Todtnau Wegweisend bei Eltern-Kind-Kuren

Markgräfler Tagblatt, 16.01.2014 23:00 Uhr

Todtnau-Todtnauberg (jä). 50 Jahre Fachklinik Tannenhof – dieses Ereignis wurde vergangene Woche gebührend im Todtnauberger Kurhaus gefeiert. Die Mitarbeiter der Eltern-Kind-Klinik, wie sie mittlerweile heißt, und geladene Gäste aus Bankenkreisen und Beratungsstellen, Wohnungsbesitzer, Kunden, Partner und Mitglieder des „Deutschen Arbeitskreises Familienhilfe“ wurden mit einem Buffet und besonderem Musikprogramm an diesem Abend unterhalten.

Klemens Wehr, Vorstandsvorsitzender des Trägervereins „Arbeitskreis Familienhilfe“, Margarita Salgado, ärztliche Leiterin der Fachklinik und Verwaltungsleiter Christoph Albers begrüßten die Gäste.

Der Bundestagsabgeordnete Armin Schuster betonte, wie sehr er Kurmaßnahmen, die heute vor allem auch der Vorbeugung von Krankheiten dient, schätze. Es müsse ein Umdenken stattfinden, denn die Klinikaufenthalte seien keine von den Krankenkassen finanzierten Ferien, wie manche Menschen annähmen. Doch er betonte auch: „Die Mittel der Gesundheitskasse sind endlich.“ Er beglückwünschte die Klinik Tannenhof, sie sei wegweisend gewesen und habe den Mutter-Kind-Kuren bundesweit zum Durchbruch verholfen.

Klemens Wehr blickte zurück auf die Anfänge der Klinik, die 1964 neben erholungssuchenden Müttern auch Hinterbliebene der Grubenkatastrophe von Völklingen aufgenommen habe. Er begrüßte seine Tante Maria Kogge an diesem Abend besonders, die damals mit ihrem Mann Georg das Haus mit aufgebaut hat und Ansprechpartner für alle und alles war.

Die Fachärztin für Allgemeinmedizin, Dr. Margarita Salgado, berichtete, dass sich sowohl die medizinische Versorgung als auch die medizinischen Indikationen in den letzten 50 Jahren wesentlich verändert haben. Wurden früher Mütter wegen Erschöpfungszuständen und Kinder wegen Bronchitis in der Tannenhof-Klinik aufgenommen, seien heute Vorsorge und Rehabilitation in den Bereichen Asthma und Neurodermitis, Adipositas, ADHS, posttraumatisches Belastungssyndrom oder Trauerarbeit Gründe für einen Aufenthalt in der Klinik.

Ein multidisziplinäres Team sorgt für die Patienten. Geboten wird auch Unterstützung, um gestörte Familienbeziehungen zu reparieren und neuen Lebensmut zu geben. Immer mehr Väter nehmen das Angebot solcher Kuren wahr, die Akzeptanz sei hier gegenüber früher gestiegen. Auch aus diesem Grund wurde der Name von Mutter-Kind-Fachklinik Ende der 1990er Jahre in Eltern-Kind-Fachklinik umgewandelt. Unterstützt wird die Klinik, die seit 2012 zertifiziert ist, von Andrea Honeck vom Todtnauer Gesundheitszentrum.

Verwaltungsleiter Christoph Albers berichtete, dass seit 1964 insgesamt 30 000 Familien Maßnahmen in der Klinik wahrgenommen hätten. Die letzten beiden Jahre seien mit 51 000 Übernachtungen die besten gewesen.
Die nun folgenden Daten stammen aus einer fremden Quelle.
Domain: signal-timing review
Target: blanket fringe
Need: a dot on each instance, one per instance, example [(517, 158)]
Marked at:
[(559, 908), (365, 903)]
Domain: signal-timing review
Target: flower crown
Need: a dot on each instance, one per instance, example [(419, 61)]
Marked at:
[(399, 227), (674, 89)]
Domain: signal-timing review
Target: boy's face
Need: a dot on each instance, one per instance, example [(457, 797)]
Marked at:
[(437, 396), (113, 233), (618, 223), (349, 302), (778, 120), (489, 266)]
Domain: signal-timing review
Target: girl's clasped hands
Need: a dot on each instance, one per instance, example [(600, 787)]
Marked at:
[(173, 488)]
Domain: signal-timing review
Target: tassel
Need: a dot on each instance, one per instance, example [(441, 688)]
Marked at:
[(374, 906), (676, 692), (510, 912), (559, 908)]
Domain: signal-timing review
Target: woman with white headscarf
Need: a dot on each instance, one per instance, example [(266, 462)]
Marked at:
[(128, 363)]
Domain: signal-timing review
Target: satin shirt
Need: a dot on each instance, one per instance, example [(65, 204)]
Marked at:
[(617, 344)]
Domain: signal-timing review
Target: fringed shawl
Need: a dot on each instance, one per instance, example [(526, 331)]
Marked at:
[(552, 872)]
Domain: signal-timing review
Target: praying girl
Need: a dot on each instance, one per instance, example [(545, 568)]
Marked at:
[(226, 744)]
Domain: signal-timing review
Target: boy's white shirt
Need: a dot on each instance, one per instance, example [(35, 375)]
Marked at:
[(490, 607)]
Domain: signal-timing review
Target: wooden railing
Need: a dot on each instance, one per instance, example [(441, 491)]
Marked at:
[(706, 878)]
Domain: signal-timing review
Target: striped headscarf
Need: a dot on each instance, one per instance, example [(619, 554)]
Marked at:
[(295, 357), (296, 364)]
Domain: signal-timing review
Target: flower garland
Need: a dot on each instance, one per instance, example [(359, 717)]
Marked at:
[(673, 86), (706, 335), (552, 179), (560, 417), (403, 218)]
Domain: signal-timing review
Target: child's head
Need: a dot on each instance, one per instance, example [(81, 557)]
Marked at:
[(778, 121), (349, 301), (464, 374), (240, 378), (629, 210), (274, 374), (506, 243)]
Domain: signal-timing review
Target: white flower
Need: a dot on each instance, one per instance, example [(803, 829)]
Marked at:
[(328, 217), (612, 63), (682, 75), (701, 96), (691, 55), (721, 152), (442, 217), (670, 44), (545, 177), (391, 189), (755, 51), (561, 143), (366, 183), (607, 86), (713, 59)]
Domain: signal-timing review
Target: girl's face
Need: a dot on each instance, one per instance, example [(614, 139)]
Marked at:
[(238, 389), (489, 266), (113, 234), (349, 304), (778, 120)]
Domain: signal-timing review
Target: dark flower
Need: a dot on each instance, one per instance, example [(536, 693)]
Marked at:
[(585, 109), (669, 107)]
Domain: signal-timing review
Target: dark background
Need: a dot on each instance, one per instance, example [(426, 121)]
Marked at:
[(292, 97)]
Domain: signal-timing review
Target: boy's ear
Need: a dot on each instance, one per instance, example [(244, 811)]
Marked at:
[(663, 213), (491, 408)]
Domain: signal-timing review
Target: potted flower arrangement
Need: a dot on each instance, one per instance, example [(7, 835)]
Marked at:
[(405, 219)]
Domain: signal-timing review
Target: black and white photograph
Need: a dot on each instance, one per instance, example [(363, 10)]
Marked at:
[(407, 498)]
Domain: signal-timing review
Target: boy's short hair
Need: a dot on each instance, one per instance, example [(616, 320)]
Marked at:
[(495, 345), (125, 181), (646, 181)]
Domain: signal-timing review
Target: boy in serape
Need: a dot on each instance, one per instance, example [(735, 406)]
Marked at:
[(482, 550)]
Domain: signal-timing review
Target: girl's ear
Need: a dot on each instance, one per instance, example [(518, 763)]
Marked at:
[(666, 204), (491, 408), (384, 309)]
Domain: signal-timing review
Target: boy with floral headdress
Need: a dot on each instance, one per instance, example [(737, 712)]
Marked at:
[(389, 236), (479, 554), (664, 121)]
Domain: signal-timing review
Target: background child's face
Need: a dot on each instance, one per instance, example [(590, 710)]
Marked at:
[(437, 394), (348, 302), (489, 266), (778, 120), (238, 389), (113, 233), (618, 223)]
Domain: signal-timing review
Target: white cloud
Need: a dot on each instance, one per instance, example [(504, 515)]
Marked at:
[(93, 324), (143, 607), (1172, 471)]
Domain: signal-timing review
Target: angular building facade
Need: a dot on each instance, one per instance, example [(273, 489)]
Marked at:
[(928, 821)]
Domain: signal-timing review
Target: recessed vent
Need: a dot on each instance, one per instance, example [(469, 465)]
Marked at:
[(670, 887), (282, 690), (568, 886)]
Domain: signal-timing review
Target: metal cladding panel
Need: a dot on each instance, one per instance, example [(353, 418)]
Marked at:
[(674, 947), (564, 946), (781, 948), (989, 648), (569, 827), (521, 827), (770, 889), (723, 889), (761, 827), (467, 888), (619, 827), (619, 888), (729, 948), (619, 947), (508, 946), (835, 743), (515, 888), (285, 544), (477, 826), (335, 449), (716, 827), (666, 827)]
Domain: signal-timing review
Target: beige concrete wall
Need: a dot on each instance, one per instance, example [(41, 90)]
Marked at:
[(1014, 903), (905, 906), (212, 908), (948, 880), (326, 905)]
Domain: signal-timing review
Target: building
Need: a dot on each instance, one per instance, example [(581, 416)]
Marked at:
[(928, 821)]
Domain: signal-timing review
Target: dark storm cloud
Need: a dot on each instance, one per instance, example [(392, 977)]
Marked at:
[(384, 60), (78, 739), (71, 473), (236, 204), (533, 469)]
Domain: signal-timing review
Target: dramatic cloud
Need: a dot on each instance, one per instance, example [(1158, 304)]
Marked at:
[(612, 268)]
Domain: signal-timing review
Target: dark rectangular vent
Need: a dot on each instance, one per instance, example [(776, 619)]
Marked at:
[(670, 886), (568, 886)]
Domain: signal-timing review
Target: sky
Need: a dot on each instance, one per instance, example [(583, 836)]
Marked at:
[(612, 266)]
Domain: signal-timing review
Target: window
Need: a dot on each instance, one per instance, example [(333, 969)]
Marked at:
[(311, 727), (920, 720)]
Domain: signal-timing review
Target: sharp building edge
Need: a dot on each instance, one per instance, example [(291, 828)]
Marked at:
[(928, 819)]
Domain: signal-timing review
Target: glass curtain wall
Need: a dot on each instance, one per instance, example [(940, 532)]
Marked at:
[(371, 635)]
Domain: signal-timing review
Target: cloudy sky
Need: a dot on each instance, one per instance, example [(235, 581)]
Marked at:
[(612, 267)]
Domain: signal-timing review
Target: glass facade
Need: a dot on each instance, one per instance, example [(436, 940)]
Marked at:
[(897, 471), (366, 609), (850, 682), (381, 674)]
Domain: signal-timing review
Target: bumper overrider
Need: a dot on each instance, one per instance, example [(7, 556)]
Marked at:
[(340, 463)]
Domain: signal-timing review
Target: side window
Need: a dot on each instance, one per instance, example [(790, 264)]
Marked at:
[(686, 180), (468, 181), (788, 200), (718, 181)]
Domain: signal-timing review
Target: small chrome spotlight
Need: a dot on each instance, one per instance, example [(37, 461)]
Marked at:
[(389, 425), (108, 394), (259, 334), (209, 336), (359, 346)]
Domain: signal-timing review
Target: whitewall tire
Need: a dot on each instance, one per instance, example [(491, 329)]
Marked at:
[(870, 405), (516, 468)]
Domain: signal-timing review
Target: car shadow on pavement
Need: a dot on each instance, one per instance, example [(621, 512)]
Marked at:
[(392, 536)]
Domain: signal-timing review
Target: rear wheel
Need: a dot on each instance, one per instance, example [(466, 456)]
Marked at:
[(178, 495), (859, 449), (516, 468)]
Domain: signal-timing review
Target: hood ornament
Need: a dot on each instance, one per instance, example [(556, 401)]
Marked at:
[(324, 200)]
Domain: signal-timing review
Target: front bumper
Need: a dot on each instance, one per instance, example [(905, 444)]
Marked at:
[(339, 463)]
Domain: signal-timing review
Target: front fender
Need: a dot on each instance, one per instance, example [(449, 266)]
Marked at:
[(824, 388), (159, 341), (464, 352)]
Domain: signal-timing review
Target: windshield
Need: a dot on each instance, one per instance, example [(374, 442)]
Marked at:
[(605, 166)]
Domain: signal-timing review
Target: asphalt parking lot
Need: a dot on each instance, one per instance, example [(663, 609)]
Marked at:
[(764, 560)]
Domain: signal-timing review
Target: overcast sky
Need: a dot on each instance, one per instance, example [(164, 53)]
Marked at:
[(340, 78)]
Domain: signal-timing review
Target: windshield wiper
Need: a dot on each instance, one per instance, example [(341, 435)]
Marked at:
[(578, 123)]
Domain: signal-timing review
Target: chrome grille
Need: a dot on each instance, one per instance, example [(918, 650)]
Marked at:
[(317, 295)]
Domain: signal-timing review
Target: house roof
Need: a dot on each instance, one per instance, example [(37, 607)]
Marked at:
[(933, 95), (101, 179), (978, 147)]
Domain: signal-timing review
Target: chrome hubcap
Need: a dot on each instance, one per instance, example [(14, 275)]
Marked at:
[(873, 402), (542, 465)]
Die Mutter-Vater-Kind-Kuren erfreuten sich sehr großer Nachfrage ebenso wie die Weihnachts-Kuren.

Bürgermeister Andreas Wießner sagte, dass der Tannenhof, einer der großen Arbeitgeber Todtnaus, als Wiege der Mutter-Kind-Kuren zu sehen sei und gratulierte dem Trägerverein Familienhilfe und dem Klinikteam.

Dr. Hildegard Pazen-Boschert, die 25 Jahre stellvertretende ärztliche Leiterin der Klinik war, und zwei weitere Wegbegleiterinnen berichteten von den vergangenen Zeiten, bevor Mitarbeiter für insgesamt 230 Jahre Tannenhof geehrt wurden. Für 45 Jahre Mitarbeit im Tannenhof wurde Hannelore Molnar geehrt, Sabine Fröhlich für 28 Jahre, Hildegard Pazen-Boschert für 27 Jahre, Olaf Gutschow für 26 Jahre, Hans-Ulrich Garwers und Carina Mallon für 25 Jahre, Antje Lämke und Christine Wieczorkowski für 15 Jahre, Silke Ziegler und Ulrike Reitzner für zwölf Jahre.